I peel off the rock shoes and relish the cool air on my feet. Cloud is swirling around, obscuring the main peaks, but the visibility is better than when I was last here. I clamber about the pointed rocks of the summit, looking in all directions. The MCK hut is a tiny speck of faded red down there in the Teleki valley. Lewis tarn lies beneath me; a tooth-shaped emerald. These rocks I lean on now are the same ones which look like figures sat at a table when viewed from far below. My back against a rock, munching on a chocolate biscuit, I watch as alpine swifts traverse the depths of nothingness. When they come close enough you can hear their wings roaring like a jet.

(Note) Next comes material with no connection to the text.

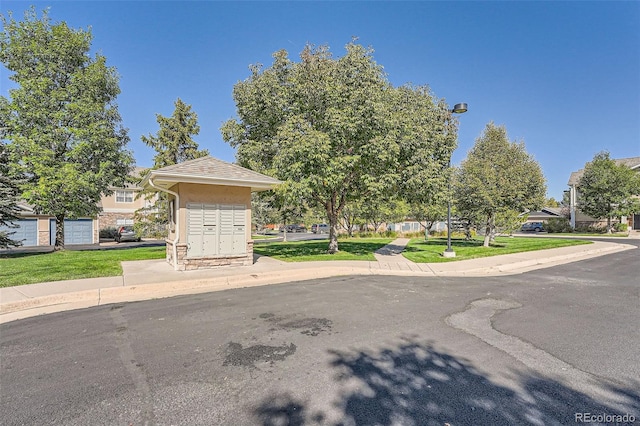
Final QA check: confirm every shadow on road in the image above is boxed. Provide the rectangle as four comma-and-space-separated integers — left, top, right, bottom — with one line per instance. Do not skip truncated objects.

I’m going down now, rope length by rope length. Before the final abseil, I leave the rope and traverse a few meters to the south to where a lonely carabiner dangles from a grey sling. These are mementoes of my first attempt to climb this peak back in January. Dark clouds smothered me, the wind was howling down the ice filled gulleys and I’d been unsure, tentative and afraid. I didn’t make it higher than this. I’d gone off route and scrabbled around desperately, cold fingers clawing at uncertain holds, before deciding to retreat and abseiling off this flake. I smile at the memory as I clip the carabiner onto my harness, then traverse back to complete the descent.

Point John, Lewis Tarn and a glimpse of Hut Tarn, the morning after my failed attempt on John in January

Point John, Lewis Tarn and a glimpse of Hut Tarn, the morning after my failed attempt on John in January

Soon enough I’m back at my stash chugging some water. There is a faded snickers wrapper, folded in a neat square and wedged in a crack. I’ve seen it before. Generally I pick up litter whenever I can whilst on the mountain, but I’m reluctant to remove this little testament to someone else’s presence here… some other pilgrim come to test themselves upon this ancient rock. With no-one around it feels oddly like company. I leave it there and make my way down, sliding down the scree, walking on air, ready for lunch.